Her physical exam showed an oral temperature of 36.9°C, a heart rate of 107 beats/minute and a respiratory rate of 24 breaths/minute. Her blood pressure was 112/85 mm Hg and her oxygen saturation was 100% on room air. The patient's measured weight was 16 kg (a loss of 6 kg from the previous visit). The patient was sleepy but arousable, and did not flinch to IV catheter placement. Her eyes were sunken with dry mucous membranes and dry lips. Her lungs were clear with tachypnea, her heart rate was regular but tachycardic, and there was a 3-second capillary refill rate. She had dry skin with diminished turgor. Her abdomen was soft with mild tenderness in the epigastrium area without distension, rebound or guarding. The patient was able to follow commands and there were no focal neurologic findings.

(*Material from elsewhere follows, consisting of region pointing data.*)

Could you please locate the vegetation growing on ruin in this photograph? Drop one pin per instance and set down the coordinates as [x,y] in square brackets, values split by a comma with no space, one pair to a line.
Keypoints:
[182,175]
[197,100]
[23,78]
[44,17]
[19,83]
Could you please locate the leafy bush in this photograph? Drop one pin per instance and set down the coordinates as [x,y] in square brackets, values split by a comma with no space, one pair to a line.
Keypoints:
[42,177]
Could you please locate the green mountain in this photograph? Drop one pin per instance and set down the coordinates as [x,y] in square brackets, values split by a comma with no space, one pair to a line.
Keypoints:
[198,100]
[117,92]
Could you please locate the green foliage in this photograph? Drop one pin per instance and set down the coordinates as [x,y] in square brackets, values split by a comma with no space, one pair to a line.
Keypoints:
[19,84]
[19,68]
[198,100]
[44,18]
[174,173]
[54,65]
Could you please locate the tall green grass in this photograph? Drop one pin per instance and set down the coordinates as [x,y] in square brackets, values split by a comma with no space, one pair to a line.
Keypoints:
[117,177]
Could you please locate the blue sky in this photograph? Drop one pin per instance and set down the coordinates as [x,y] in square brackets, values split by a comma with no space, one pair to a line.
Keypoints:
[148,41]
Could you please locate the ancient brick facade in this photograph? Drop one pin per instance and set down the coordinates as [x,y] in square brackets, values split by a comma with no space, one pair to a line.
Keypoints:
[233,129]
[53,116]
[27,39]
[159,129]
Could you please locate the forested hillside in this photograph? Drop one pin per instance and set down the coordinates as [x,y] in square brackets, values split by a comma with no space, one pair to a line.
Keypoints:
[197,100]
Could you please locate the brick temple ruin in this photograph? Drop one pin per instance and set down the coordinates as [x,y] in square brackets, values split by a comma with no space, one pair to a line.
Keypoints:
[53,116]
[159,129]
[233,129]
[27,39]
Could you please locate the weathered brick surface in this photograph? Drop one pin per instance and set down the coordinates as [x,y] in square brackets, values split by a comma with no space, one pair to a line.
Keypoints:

Her bedside glucose was normal. A complete metabolic panel showed a sodium of 145 mmol/L (reference range [RR] 136-142 mmol/L), potassium 3.1 mmol/L (RR 3.5-5.0 mmol/L), chloride 107 mmol/L (RR 96-106 mmol/L), bicarbonate 22 mmol/L (RR 21-28 mmol/L), blood urea nitrogen 1.1 mmol/L (RR 2.9-8.2 mmol/L), creatinine 38.1 μmol/L (RR 8-31 μmol/L), glucose 6.2 mmol/L (RR 3.9-6.1 mmol/L), anion gap 16 mmol/L, and normal lipase and liver function tests. Her white blood cell count was 11.9 ×109/L (RR 4.5-11 ×109/L), hemoglobin 14.3 g/L (RR 11.5-15.5 g/L), hematocrit 0.43 (RR 34-45) and platelets 540 ×109/L (RR 150-400 ×109/L). A catheterized urinalysis showed a specific gravity of 1.000, no ketones, with all other values within normal limits. A venous blood gas showed respiratory alkalosis with a pH of 7.57 (RR 7.36-7.4), a PCO2 25 mm Hg (RR 42-48 mm Hg), bicarbonate 22.5 mmol/L (RR 21-27 mmol/L) and the base excess was 2 mEq/L. An acute abdominal radiograph series was unremarkable.

The patient received supplemental oxygen and a 640-mL normal saline IV bolus. She was placed on a cardiac monitor, which showed sinus tachycardia. Her urine and blood were cultured, and she was started on IV antibiotics and received IV potassium. The patient was admitted to the pediatric intensive care unit.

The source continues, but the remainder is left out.